Ça a le mérite d'être clair. Sur sa page d'accueil, le club Congressional résume ainsi ce qui a motivé sa fondation en 1921. Les représentants Oscar Bland et O.R. Lubring voulaient «fournir un lieu commun informel pour que les politiciens et les hommes d'affaires puissent se rencontrer en tant que pairs, sans le ruban rouge qui les sépare habituellement».

Pour fraterniser, ils ont trouvé une immense propriété champêtre, à une dizaine de kilomètres de la rivière Potomac et du Congrès.

Le pouvoir a suivi. Les cérémonies d'ouverture en mai 1924 se sont déroulées en présence du président américain, le républicain Calvin Coolidge. Le premier président du Congressional fut Herbert Hoover, son secrétaire au Commerce. Cinq ans plus tard, il a succédé à M. Coolidge et est devenu le 31e président des États-Unis.

Quelques grands capitalistes du début du XXe siècle ont aussi été des membres fondateurs, comme William Randolph Hearst (l'inspiration derrière Citizen Kane), Harvey Firestone, William C. Carnegie, Walter Chrysler, Charlie Chaplin et John D. Rockefeller.

En plus de MM. Hoover et Coolidge, trois autres présidents ont été membres du Congressional: Woodrow Wilson, Dwight Eisenhower et Gerald Ford. M. Hoover devait surtout passer son temps au salon. Selon Don Van Natta Jr, auteur de First off the Tee et deux fois lauréat du prix Pulitzer, 14 des 17 derniers présidents jouaient au golf, mais M. Hoover n'était pas l'un d'eux.

Wilson golfait quant à lui beaucoup. Il avait une belle excuse: son médecin le lui recommandait. La journée du Seigneur était la seule de la semaine où il ne sortait pas ses bâtons. Même l'hiver, les services secrets peignaient sa balle en rouge pour qu'il la retrouve. Malgré sa pratique, il n'aurait jamais brisé le 100.

La liste des membres actuels reste privée. Selon des sources non officielles, devenir membre coûterait environ 150 000$. Et il faudrait attendre de cinq à huit ans pour être admis et pouvoir y planter son té.

Sauvé par la guerre

Ce n'était peut-être pas Les raisins de la colère, mais le Congressional a souffert aussi de la Grande Dépression.

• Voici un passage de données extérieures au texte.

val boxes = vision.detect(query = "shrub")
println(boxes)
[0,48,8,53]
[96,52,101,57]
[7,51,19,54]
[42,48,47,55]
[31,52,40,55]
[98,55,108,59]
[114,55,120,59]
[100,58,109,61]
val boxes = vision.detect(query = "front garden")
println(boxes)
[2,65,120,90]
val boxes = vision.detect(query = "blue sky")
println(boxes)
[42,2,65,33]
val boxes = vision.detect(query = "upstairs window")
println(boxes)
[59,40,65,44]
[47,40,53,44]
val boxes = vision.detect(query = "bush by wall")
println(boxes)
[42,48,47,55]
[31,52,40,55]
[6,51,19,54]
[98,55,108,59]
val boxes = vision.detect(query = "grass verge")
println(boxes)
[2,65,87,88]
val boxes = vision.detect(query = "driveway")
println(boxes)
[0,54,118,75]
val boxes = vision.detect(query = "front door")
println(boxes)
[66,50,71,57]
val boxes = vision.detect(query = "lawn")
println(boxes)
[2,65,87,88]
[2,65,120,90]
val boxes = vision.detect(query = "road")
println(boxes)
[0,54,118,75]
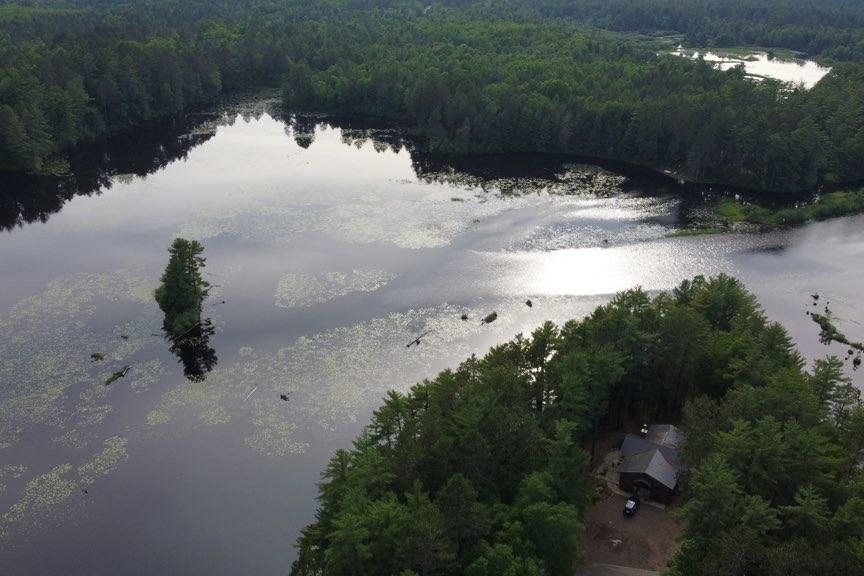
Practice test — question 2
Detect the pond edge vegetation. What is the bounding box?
[291,275,864,576]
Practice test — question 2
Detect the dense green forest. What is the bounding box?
[0,0,864,192]
[292,275,864,576]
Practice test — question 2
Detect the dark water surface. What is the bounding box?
[0,104,864,575]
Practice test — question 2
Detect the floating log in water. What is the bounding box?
[405,330,432,348]
[105,364,132,386]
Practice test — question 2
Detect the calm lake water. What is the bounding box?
[0,103,864,575]
[673,47,831,88]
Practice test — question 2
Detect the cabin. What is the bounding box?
[618,424,686,504]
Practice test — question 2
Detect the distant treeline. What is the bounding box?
[0,0,864,192]
[291,275,864,576]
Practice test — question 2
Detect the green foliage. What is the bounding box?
[716,190,864,229]
[0,0,864,192]
[292,275,864,576]
[155,238,210,336]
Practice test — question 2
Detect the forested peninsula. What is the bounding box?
[291,275,864,576]
[0,0,864,193]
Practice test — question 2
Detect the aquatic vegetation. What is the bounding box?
[0,464,27,494]
[0,270,159,449]
[0,436,128,540]
[276,269,395,308]
[105,364,132,386]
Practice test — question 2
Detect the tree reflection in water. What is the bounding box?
[165,318,219,382]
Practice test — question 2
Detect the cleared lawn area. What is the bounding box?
[585,489,681,570]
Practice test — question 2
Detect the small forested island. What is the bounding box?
[291,275,864,576]
[154,238,210,337]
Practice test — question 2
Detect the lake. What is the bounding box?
[672,46,831,89]
[0,102,864,575]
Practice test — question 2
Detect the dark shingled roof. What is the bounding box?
[618,424,686,490]
[621,434,678,466]
[618,448,678,490]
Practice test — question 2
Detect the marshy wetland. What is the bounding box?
[0,102,864,574]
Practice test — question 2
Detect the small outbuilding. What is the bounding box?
[618,424,686,503]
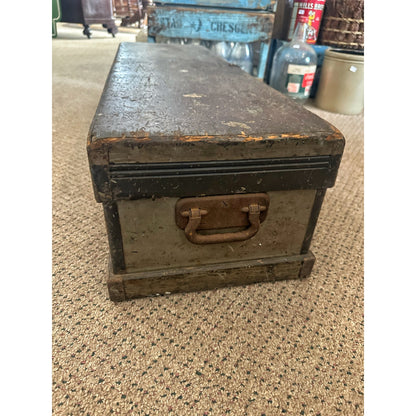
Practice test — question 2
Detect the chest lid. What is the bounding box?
[87,43,344,200]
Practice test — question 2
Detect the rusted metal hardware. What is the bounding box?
[176,194,270,244]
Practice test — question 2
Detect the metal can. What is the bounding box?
[287,0,325,44]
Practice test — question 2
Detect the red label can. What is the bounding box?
[287,0,325,44]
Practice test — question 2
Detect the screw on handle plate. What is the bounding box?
[181,204,266,244]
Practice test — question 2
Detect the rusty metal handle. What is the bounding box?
[182,204,266,244]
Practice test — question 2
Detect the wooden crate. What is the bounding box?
[156,0,277,11]
[148,5,274,79]
[87,43,344,301]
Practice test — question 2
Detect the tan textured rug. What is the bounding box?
[52,26,364,416]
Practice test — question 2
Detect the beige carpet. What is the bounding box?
[52,25,364,416]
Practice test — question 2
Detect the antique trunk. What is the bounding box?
[87,43,344,301]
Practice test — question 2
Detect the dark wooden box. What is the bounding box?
[87,43,344,301]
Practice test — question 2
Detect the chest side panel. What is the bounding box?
[117,190,316,272]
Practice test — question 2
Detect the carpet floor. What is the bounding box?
[52,24,364,416]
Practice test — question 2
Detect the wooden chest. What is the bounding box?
[87,43,344,301]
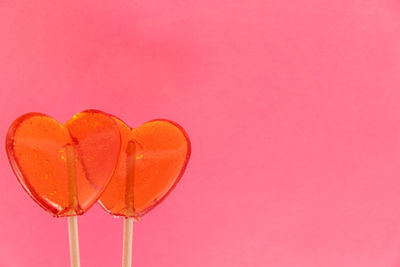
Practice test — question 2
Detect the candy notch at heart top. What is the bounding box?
[99,117,191,219]
[6,110,121,217]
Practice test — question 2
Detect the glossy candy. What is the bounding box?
[6,110,121,217]
[100,118,190,219]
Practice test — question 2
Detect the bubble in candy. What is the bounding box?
[99,117,191,219]
[6,110,121,217]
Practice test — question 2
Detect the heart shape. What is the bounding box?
[6,110,121,217]
[99,117,191,219]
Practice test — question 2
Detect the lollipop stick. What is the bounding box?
[66,145,80,267]
[122,218,133,267]
[68,216,81,267]
[122,141,136,267]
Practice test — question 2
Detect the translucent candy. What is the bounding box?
[6,110,121,217]
[100,118,190,219]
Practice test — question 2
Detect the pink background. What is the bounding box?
[0,0,400,267]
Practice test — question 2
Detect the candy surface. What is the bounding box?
[6,110,121,217]
[100,118,190,219]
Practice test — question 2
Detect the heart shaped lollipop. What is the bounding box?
[6,110,121,217]
[100,117,190,219]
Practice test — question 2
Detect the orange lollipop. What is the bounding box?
[6,110,121,266]
[100,117,190,266]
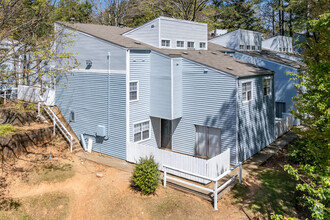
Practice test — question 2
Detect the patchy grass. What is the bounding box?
[25,164,74,184]
[232,168,297,216]
[0,124,16,137]
[0,192,70,220]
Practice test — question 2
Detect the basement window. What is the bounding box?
[199,42,206,49]
[129,81,139,101]
[134,121,150,142]
[176,40,184,48]
[242,82,252,102]
[162,40,171,47]
[69,111,76,122]
[187,41,195,48]
[264,79,271,96]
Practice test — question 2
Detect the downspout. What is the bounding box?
[236,77,239,164]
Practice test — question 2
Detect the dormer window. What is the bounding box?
[162,40,171,47]
[176,40,184,48]
[187,41,195,48]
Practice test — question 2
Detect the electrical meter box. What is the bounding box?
[96,125,106,137]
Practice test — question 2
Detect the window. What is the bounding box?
[162,40,171,47]
[176,40,184,47]
[264,79,271,96]
[242,82,252,102]
[129,81,139,101]
[187,41,195,48]
[69,111,75,122]
[134,121,150,142]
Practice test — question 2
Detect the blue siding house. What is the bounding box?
[56,17,275,163]
[209,30,302,120]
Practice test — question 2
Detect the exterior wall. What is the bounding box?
[172,59,236,162]
[56,72,126,159]
[238,76,275,161]
[209,30,239,50]
[159,17,207,50]
[210,29,262,50]
[129,50,157,147]
[58,25,126,72]
[150,52,172,119]
[123,18,160,47]
[234,52,297,112]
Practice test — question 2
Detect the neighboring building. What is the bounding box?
[56,17,275,163]
[209,30,301,120]
[209,29,228,37]
[209,29,262,51]
[262,35,293,53]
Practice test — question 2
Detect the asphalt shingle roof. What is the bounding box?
[57,22,274,77]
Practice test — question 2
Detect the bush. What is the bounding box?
[0,124,16,137]
[132,156,160,195]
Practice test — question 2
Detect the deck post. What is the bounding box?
[213,181,218,211]
[163,167,167,187]
[238,162,242,184]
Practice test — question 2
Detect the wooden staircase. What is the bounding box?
[43,106,83,153]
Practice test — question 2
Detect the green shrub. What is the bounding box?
[0,124,16,137]
[132,156,160,195]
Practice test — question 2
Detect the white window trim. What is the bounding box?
[175,39,187,49]
[160,38,172,48]
[262,76,273,97]
[187,40,196,49]
[132,120,151,144]
[198,41,206,49]
[240,80,254,103]
[128,80,140,102]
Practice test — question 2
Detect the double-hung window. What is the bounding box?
[264,79,271,96]
[176,40,184,48]
[242,82,252,102]
[134,121,150,142]
[162,40,171,47]
[187,41,195,48]
[129,81,139,101]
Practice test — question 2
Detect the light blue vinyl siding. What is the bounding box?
[129,50,157,147]
[238,76,275,161]
[173,59,236,162]
[150,52,172,119]
[55,73,126,159]
[234,52,297,112]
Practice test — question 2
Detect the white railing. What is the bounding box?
[38,97,73,152]
[276,113,294,138]
[163,163,242,210]
[126,143,230,184]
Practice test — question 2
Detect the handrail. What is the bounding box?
[163,162,242,210]
[38,96,73,152]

À la fin des années 30, la faillite menaçait le club privé. Le club a donc loué son terrain au gouvernement fédéral pour 4000 $ par année - environ 55 000 $ en dollars actuels.

Le gouvernement utilise le vaste terrain ultra-privé pour entraîner quelque 2000 soldats d'élite qui allaient former le nouveau Bureau des services stratégiques (OSS), ancêtre de la CIA.

Pendant la Seconde Guerre mondiale, on y sentira plus le gazon brûlé que le gazon fraîchement coupé. Les commandos y ont appris à bombarder, assassiner et espionner. Comme le raconte un ancien soldat cité dans le New York Times, on cherchait l'homme complet: celui «qui possède un doctorat et peut gagner une bataille de bar». Le loyer payé par les États-Unis a finalement sauvé le club de la faillite.

Depuis, les architectes Robert Trent Jones et Rees Jones ont redessiné le parcours Bleu du Congressional. C'est une guerre plus civilisée, avec polos et logos de commanditaire, qu'y mèneront jusqu'à dimanche les meilleurs joueurs de la planète. Certains appréhendent le défi des verts bétonnés et de l'herbe longue coriace. Car à l'Omnium des États-Unis, on essaie plus de survivre que de dompter le parcours. Comme l'a déjà résumé Tom Weiskopf: «Quand les gens disent qu'ils rêvent de jouer un jour à l'Omnium des États-Unis, ce qu'ils veulent vraiment dire, c'est qu'ils aimeraient être assez bons pour y jouer. Car croyez-moi: on ne s'amuse pas à ce tournoi.»